QUICK TAKE REVIEW Scandanavian Scalawag invades Wheelock By Beverly Creasey



The Wheelock Family Theatre celebrates families, children and children’s literature like no other theater in town. Audiences bursting with tots (who watch spellbound with nary a peep) come to Wheelock to see their favorite books come alive: Books like THE CAT IN THE HAT or THE SECRET GARDEN or ANNE OF GREEN GABLES…and now PIPPI LONGSTOCKING (playing through May 12th).

Pippi’s Swedish author, Astrid Lindgrin, made up stories to amuse her daughter while she was recovering from pneumonia. Back in 1946, a book about a little girl who doesn’t obey grownups was an anomaly. Little girls wore white gloves and hats in the ‘40s. They didn’t sail the South Seas and elude the police. Lindgrin was honored with the Hans Christian Andersen award and lived to be ninety-four, working tirelessly her entire life for legislation to benefit children and protect animals from abuse.

Animals figure prominently in PIPPI LONGSTOCKING. Pippi lives in a house with animal companions, not humans. An expressive monkey and an attentive horse (in the kitchen!) help Pippi when she needs it. For the most part Pippi can handle everything by herself. She can best a weight lifter, overpower two burglars and outmaneuver the police.

Director Wendy Lement’s PIPPI has some lovely surprises. Instead of ASL interpreters standing at the side of the stage, Lement makes them part of the show, interacting with Pippi, moving among the characters and dancing as they sign. Adrianna Kathryn Neefus and Desiree Weems are delightful, sashaying and boogying along with the chorus. The hip hop music, too, composed by Peter Stewart, becomes integral to every scene and sets the mood for the whole production. The horse (Elbert Joseph) gyrates to the beat, the police (John Davin and Mark Linehan) can’t help responding to the rhythms---even the criminals (Ricardo Engermann and Margaret Ann Brady) get down.
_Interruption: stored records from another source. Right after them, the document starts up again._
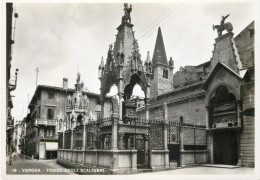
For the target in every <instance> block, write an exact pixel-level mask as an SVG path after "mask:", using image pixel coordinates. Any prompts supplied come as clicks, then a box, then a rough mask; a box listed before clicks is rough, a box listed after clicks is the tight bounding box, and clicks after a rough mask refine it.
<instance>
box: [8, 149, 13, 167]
mask: <svg viewBox="0 0 260 180" xmlns="http://www.w3.org/2000/svg"><path fill="white" fill-rule="evenodd" d="M12 163H13V151H12V150H11V151H10V152H9V164H10V165H12Z"/></svg>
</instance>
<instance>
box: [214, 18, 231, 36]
mask: <svg viewBox="0 0 260 180" xmlns="http://www.w3.org/2000/svg"><path fill="white" fill-rule="evenodd" d="M228 16H229V14H228V15H226V16H222V17H221V21H220V25H214V24H213V31H214V30H215V29H217V32H218V37H220V36H222V32H223V31H224V30H226V31H228V32H231V31H232V30H233V26H232V24H231V23H230V22H227V23H225V20H226V19H227V17H228Z"/></svg>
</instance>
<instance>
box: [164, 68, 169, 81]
mask: <svg viewBox="0 0 260 180" xmlns="http://www.w3.org/2000/svg"><path fill="white" fill-rule="evenodd" d="M163 78H166V79H168V70H166V69H163Z"/></svg>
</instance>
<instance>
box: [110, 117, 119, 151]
mask: <svg viewBox="0 0 260 180" xmlns="http://www.w3.org/2000/svg"><path fill="white" fill-rule="evenodd" d="M118 121H119V117H118V114H117V113H113V114H112V123H113V124H112V147H111V149H112V150H117V149H118V147H117V139H118V137H117V135H118Z"/></svg>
Sirena Abalian’s non-stop Pippi even paints graffiti on the walls---when she isn’t eluding Donna Sorbello’s frazzled welfare worker or disrupting Kortney Adams’ classroom. The performances are charming and the children in the audience when I attended adored Pippi’s outrageous behavior. They didn’t seem to notice that the pacing was awfully slow (on opening weekend). They didn’t care either that the set changes took a bit too long (hauling out the main frame of the house and turning the huge side pieces). Now that’s only an adult opinion and as we’ve learned in PIPPI, adult opinions merit a whoopee cushion! Enough said.